The experiment of extending the conference from 4 to 5 days, and starting the first day and ending the last at lunchtime was, I think, a success. The arrangements were made, and the programme moved ahead, for the most part, with metronomic Swiss-watch precision; for which, conference organizer Li Schoolland and her team deserve huge congratulations.
Everyone seemed to get on with each other, too. Indeed, in this respect, I think this was one of the best of all our conferences. No other ISIL meeting in my experience, of course, can compare with Dax, France in 2001; but I think this one is up there, vying for second place with 1999 in Costa Rica.
I did notice one difference between the attitudes of our Asian friends and those of us from the West. For the Asians, democracy – where it exists – seems fresh and new. Things are still getting better after past political and economic troubles. But for us cynical Western greybeards, democracy has already shot its bolt, and new, more radical solutions are necessary.

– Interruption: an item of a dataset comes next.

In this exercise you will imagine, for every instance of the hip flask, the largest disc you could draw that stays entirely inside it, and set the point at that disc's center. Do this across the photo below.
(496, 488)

That said, the conference had a sense of expectation about it. Despite one or two speakers being pessimistic about the situations in their own countries, I sensed a general feeling of cautious optimism. Could it be, perhaps, that somewhere below the horizon in the East, the liberty Sun is preparing to rise? Could it be that the age of evil dictatorships, bad politics, senseless wars, and unjust and burdensome taxes, is at last coming towards its end? We can but hope so. And, whatever we can do towards that end, that will we do.
I will end with a very brief statement of what we stand for, and who we are. We are International. We are Individuals, but we are also extremely happy in the Society of our friends. And we care – very, very much – about Liberty for all human beings.
We are the International Society for Individual Liberty.